# Sudoku Help

<font face=“Fixedsys”><u>
|8|1|2|3|5| | |9| |
| | |4| | | | |5| |
|5|6|7|8|9| | | | |
| | |6| | | | | |1|
| | |8|2| | | | | |
| | |1| | |5|4| | |
| | |3| | | | | |5|
|1|2|9|5| | | |4|3|
| | |5|4| |3|2|1|9|
</u></font>

Can anyone find the next number? I’m stumped

Any number? Row 3, Column 9: 4

Can you explain how you got it? I’m more interested in knowing that than I am in the actual number (I have the answer to the puzzle already anyway).

You know. I wanted to give my reasoning, then I noticed I had a jump in logic and forgot about Row 1, Column 9. So, even if I am right, I can’t totally prove it. Blah. Sorry.

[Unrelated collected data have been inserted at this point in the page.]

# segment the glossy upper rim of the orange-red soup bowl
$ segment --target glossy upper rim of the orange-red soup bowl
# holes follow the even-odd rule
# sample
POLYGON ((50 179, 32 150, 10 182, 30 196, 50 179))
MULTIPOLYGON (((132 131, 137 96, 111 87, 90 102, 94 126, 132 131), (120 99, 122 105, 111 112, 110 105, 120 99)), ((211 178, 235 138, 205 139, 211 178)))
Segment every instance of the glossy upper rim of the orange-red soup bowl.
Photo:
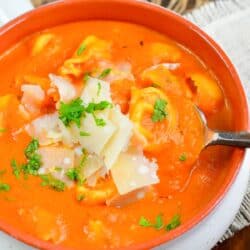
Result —
MULTIPOLYGON (((66 7, 67 5, 79 3, 79 2, 95 2, 100 3, 103 0, 59 0, 53 3, 49 3, 47 5, 41 6, 39 8, 33 9, 14 20, 8 22, 4 26, 0 27, 0 39, 1 35, 4 34, 7 31, 11 31, 11 29, 15 26, 18 26, 21 24, 24 20, 29 19, 32 16, 37 15, 38 13, 44 12, 46 13, 49 9, 56 9, 59 6, 66 7)), ((244 89, 244 86, 242 85, 240 78, 238 76, 238 73, 236 72, 235 67, 233 66, 231 60, 228 58, 228 56, 225 54, 223 49, 209 36, 207 35, 203 30, 201 30, 198 26, 193 24, 192 22, 188 21, 184 17, 164 8, 159 5, 143 1, 143 0, 106 0, 106 4, 110 3, 119 3, 124 5, 131 5, 135 8, 145 8, 147 11, 155 11, 158 12, 158 14, 168 15, 170 18, 173 18, 175 20, 178 20, 178 22, 181 23, 181 25, 185 26, 187 29, 192 29, 193 32, 197 33, 201 38, 203 38, 204 42, 206 42, 210 47, 213 48, 213 50, 220 56, 220 59, 225 63, 228 72, 230 73, 234 83, 238 87, 238 91, 241 93, 241 96, 244 98, 244 106, 243 106, 243 112, 244 112, 244 126, 245 129, 249 130, 249 110, 248 110, 248 101, 246 98, 246 91, 244 89)), ((108 19, 107 19, 108 20, 108 19)), ((77 21, 77 20, 75 20, 77 21)), ((121 21, 118 20, 117 21, 121 21)), ((152 29, 152 28, 151 28, 152 29)), ((148 249, 152 247, 159 246, 163 243, 166 243, 168 241, 176 239, 178 236, 183 235, 184 233, 188 232, 189 230, 193 229, 195 226, 197 226, 199 223, 201 223, 216 207, 217 205, 222 201, 222 199, 227 194, 228 190, 234 183, 239 170, 241 168, 242 162, 246 156, 246 151, 243 149, 237 149, 238 153, 238 162, 235 166, 235 170, 232 171, 233 173, 227 177, 223 187, 220 189, 220 191, 208 202, 208 204, 195 216, 193 216, 190 220, 188 220, 185 224, 179 226, 173 231, 166 232, 166 234, 158 236, 156 238, 153 238, 151 240, 147 240, 144 243, 138 243, 134 244, 133 246, 122 248, 122 249, 148 249)), ((22 232, 20 230, 17 230, 13 226, 9 225, 8 223, 5 223, 3 221, 0 221, 0 229, 6 232, 7 234, 11 235, 12 237, 21 240, 31 246, 34 247, 40 247, 43 249, 55 249, 55 250, 68 250, 72 248, 68 247, 62 247, 62 246, 55 246, 52 243, 48 243, 42 240, 39 240, 38 238, 29 235, 28 233, 22 232)))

I’m thinking this is a “you gotta guess and go” one because I’ve tried every 3x3 square to try and fill in any missing number and I always get at least 2 spots for each number.

It doesn’t matter. There are advanced tactics to deal with those situations logically without guessing.

column 7, row3 has to be a 3. I came to this conclusion because a 3 is already in column 9, and it must be in row 3 because there is nowhere else the 3 can go for that row. That leaves us with columns 7 and 8 to possibly hold a 3. Rows 4 and 5 in column 7 must contain a 5 or 9, since they can not go in any other square. That leaves us with the one 3. Ta da! I hope this was understandable >>.

I’m not sure I follow this. If you put the 3 in Row 3, Column 8, you can still put a 3 in Row 2, Column 7, leaving Rows 4 and 5 for the 5 and 9. Yes?

Ackbar’s answer is not necessarily correct; that square could contain a 1.

This puzzle is actually only a 3 star. I feel pretty worthless for not getting it >_>;; But it is pretty tough.

Edit: Actually Cless, Ackbar is correct. The two squares below row 3 col 7 must contain 5 or 9, and since there must be a 3 in Col 7, and no other row in that column can hold it because of the 3 in row 8 col 9, it must be row 3.

Edit #2: Having said that, the new 3 doesn’t help me deduce anything else at all >_>;;;;

Edit #3: My mistake, it DOES. That 3 was very useful

Why must they contain a 5 or 9? Can then not just as easily have (1 below) 7 or 8 and (2 below) 6 or 7?

The two colums to the right of them both already contain 5 and 9, and that 3x3 box must have a 5 and a 9.